Hence becoming addicted to ketamine depends on what it is being used for. If ketamine was medically prescribed, let’s say as a sedative, it is less likely the person will become addicted to it, since the medical experts know what optimum dosage will be most effective. On the other hand, if a person uses ketamine purely for recreational purposes, the chances of them getting addicted exponentially increase, because they constantly increase their dosage to feel the same effects of the drug. ketamine’s addiction arises from the fact that it disrupts brain’s chemical balance and alters neurotransmitters. The impairment of users’ cognitive skills, leaves them exposed to being addicted and makes it harder for them to quit.
Moreover, it can be extremely difficult to kick the ketamine habit, if the ketamine addiction arose due to medical reasons, for example if a doctor prescribed ketamine for treatment of an injury, other anitbiotics might feel inadequate at treating the patient’s pain due to ketamine’s fast acting effects, over time if the patient’s pain becomes unmanageable, the patient will use more of the drug to ease his condition, hence the chances of becoming addicted increase significantly. But luckily treating ketamine is manageable if done right.
How To Reduce Harm And Risk Associated With Ketamine Use?
Like any drug ketamine has its own set of risk associated with its usage, most of which could prove fatal, especially in high dosages. Most of the risk associated, includes accidental damage during stages of intoxication, and when combined with other drugs such as alcohol. Luckily most of these risks can be minimized, when the user fully understands how the drug functions and affects an individual.

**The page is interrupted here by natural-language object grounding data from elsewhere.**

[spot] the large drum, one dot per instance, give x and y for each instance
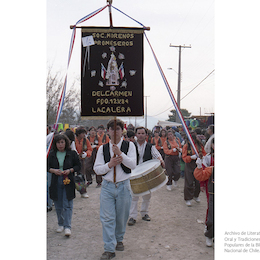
(147, 177)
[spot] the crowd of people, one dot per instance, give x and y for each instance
(109, 155)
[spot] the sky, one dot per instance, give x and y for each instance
(29, 29)
(177, 22)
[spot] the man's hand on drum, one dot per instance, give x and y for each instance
(162, 163)
(116, 150)
(115, 161)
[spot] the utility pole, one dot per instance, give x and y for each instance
(179, 79)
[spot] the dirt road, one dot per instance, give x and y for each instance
(175, 231)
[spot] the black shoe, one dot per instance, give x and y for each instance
(120, 246)
(88, 183)
(146, 217)
(107, 255)
(131, 222)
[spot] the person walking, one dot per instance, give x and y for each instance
(145, 152)
(114, 162)
(84, 150)
(62, 162)
(172, 147)
(191, 185)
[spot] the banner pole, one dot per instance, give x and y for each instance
(115, 144)
(110, 13)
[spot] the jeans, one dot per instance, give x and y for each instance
(144, 207)
(49, 200)
(63, 206)
(115, 202)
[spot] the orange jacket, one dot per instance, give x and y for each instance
(107, 139)
(174, 144)
(156, 142)
(187, 158)
(92, 141)
(79, 146)
(203, 175)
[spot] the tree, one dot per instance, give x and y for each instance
(184, 112)
(71, 106)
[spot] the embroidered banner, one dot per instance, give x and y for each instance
(112, 71)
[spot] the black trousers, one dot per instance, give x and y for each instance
(191, 185)
(173, 168)
(210, 222)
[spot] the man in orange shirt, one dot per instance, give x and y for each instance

Reduced risk is associated when ketamine is taken in small doses and in form other injections, since syringes directly pass the drug into the bloodstream. Remain well hydrated to reduce urinary tract infections. Most importantly, the user should remain under constant attention and should not be left alone, or be left in situations in which drug use could increase personal vulnerability, as there is a high probability of inflicting self-harm. Ideally, the individual should be left under the care of a non-drug affected person.

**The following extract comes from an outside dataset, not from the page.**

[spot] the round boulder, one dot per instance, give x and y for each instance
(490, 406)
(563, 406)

Administering ketamine yourself could be extremely dangerous and one should avoid it all costs, especially if one is under the influence and tries to mix with alcohol or start an IV line. Mislabeled drugs or buying from an unknown source or from someone new could be risky, hence should be avoided.
Generally speaking, tolerance can be prevented if the drug is taken in small infrequent doses. Avoid drugs with other harmful substances such as alcohol, CNS depressants or stimulants. One should plan ahead in case of intoxication. Use of a drug for the first time should be avoided if the person is alone or already intoxicated with another substance; recommend that having a non-using trusted person present can be helpful if adverse reactions occur. Explain what is expected on cessation of drug use and outline when help should be sought.